Page from the journal of explorer Wayne Chance,
circa 1875, showing a rendering of the map
discovered on the wall of Owl Cave

The most intriguing aspects of The Secret History of Twin Peaks are the back stories for the characters that offer insight into their personalities that may or may not have been exposed during the series' run, and the explorations of outré events related to but not necessarily showcased in the series. Given the book's focus on mysteries and secrets, which include but are not limited to Twin Peaks, geographically and thematically, one might expect more delving into the Black Lodge and its inhabitants, yet these are given relatively little coverage. However, at the end of the book, the Archivist's conclusions regarding universal mysteries absolutely encompass the essence of the Lodge, and in fact open the way for continued exploration, likely to be set up in the upcoming Showtime series.
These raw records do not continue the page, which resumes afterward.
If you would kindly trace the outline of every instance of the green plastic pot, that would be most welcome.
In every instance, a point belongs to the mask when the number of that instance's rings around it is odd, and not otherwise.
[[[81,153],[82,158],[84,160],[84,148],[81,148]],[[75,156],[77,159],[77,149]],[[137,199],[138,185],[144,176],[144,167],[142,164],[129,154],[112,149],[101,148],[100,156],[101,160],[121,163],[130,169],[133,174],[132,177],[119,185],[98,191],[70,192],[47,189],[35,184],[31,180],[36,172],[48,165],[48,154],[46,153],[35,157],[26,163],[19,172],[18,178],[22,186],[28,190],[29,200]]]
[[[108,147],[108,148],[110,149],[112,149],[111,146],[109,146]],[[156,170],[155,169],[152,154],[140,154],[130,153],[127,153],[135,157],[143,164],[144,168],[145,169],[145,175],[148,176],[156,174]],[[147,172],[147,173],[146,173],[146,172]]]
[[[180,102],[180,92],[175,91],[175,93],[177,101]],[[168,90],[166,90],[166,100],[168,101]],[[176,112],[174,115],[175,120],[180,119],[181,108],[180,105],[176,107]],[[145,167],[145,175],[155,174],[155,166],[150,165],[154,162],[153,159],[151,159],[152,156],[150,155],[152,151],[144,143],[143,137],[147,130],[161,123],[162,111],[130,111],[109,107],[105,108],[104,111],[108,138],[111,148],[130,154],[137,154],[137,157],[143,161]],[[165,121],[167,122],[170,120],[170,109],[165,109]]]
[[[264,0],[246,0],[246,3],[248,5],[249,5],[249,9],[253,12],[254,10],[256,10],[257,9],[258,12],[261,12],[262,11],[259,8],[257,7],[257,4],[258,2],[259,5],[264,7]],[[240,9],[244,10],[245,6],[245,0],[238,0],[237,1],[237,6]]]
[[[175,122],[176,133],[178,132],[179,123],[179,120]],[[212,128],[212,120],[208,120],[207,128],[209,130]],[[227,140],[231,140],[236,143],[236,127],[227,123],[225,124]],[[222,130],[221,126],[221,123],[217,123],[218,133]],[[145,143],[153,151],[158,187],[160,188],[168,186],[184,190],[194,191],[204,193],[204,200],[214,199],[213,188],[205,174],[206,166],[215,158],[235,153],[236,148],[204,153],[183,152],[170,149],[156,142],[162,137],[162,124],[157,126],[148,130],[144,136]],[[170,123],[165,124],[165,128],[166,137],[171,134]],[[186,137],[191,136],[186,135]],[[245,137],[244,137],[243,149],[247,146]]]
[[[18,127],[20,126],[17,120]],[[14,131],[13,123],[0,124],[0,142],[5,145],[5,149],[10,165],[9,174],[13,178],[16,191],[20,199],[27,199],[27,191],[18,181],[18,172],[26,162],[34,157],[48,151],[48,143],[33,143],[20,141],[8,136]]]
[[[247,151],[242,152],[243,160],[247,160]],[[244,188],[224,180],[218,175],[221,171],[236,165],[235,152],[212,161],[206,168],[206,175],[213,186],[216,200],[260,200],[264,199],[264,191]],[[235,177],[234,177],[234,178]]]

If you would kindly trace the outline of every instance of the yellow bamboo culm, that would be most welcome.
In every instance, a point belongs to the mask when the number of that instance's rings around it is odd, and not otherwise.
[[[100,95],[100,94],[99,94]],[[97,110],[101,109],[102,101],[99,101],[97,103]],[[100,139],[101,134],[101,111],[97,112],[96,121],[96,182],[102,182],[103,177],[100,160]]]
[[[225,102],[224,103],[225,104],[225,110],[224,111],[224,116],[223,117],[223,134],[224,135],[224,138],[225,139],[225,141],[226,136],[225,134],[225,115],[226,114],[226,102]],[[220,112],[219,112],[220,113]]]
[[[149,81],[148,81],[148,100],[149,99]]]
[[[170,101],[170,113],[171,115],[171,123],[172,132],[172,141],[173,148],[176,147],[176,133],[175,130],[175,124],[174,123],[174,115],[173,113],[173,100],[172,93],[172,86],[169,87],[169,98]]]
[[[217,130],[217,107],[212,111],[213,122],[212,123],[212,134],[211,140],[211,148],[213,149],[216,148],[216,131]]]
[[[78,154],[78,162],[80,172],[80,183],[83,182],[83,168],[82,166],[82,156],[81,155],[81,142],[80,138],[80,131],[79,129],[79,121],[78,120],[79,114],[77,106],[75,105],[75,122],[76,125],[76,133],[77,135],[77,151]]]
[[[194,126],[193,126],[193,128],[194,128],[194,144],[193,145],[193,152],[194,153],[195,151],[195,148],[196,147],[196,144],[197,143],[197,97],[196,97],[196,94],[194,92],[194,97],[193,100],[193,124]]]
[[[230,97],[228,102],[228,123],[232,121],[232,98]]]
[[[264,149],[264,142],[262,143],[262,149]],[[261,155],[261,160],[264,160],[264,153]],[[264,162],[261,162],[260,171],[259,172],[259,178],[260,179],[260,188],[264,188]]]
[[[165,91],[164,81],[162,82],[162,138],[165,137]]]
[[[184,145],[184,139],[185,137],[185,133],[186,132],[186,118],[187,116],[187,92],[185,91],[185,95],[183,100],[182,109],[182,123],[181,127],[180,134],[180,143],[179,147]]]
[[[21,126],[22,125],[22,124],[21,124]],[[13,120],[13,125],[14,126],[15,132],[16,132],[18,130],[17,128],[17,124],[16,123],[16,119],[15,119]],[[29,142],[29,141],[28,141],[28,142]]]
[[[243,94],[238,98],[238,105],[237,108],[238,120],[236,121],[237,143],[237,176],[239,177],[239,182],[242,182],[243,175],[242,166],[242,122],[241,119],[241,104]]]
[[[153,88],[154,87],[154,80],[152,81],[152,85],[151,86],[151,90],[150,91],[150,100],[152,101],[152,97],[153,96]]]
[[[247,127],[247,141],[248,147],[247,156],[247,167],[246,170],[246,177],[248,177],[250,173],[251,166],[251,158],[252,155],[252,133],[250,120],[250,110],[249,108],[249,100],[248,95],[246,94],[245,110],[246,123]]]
To be sure, The Secret History of Twin Peaks is not aimed at the casual reader, but rather to those geeks such as myself who have made the show not just a source of entertainment but a passion. Given Twin Peaks' structure, open to so much individual interpretation, it is natural that this book might not jive with conclusions drawn by many fans over the 25 years since the show aired. But with this book, Mark Frost has done a commendable job drawing fans back into the town, the characters, the mysteries of Twin Peaks. I blazed through the book cover to cover, but there's enough material within to warrant a revisit, especially in that — just like the series — repeated visits may reveal secrets missed in the initial experience.

The audio book features members of the cast — including Kyle MacLachlan (Special Agent Dale Cooper), Russ Tamblyn (Dr. Lawrence Jacoby), Michael Horse (Deputy Hawk), Chris Mulkey (Hank Jennings), David Patrick Kelly (Jerry Horne), Amy Shiels, James Morrison, Robert Knepper, and Annie Wersching — narrating passages that pertain to the characters they played (or will play). That, as well, may be a purchase worth making.

Without question, I will be revisiting this book, perhaps as often as I have revisited the series itself. Four and a half out of five Damned Rodan's Dirty Firetinis.
The Twin Peaks sign for the upcoming Showtime series. Twin Peaks' actual population is supposed to be 5,120—
the extra digit is explained away as a "misprint." In reality, the network insisted that the show appear to take place
in a larger town as, in 1990, since it felt audiences wouldn't be receptive to another series set in a small town.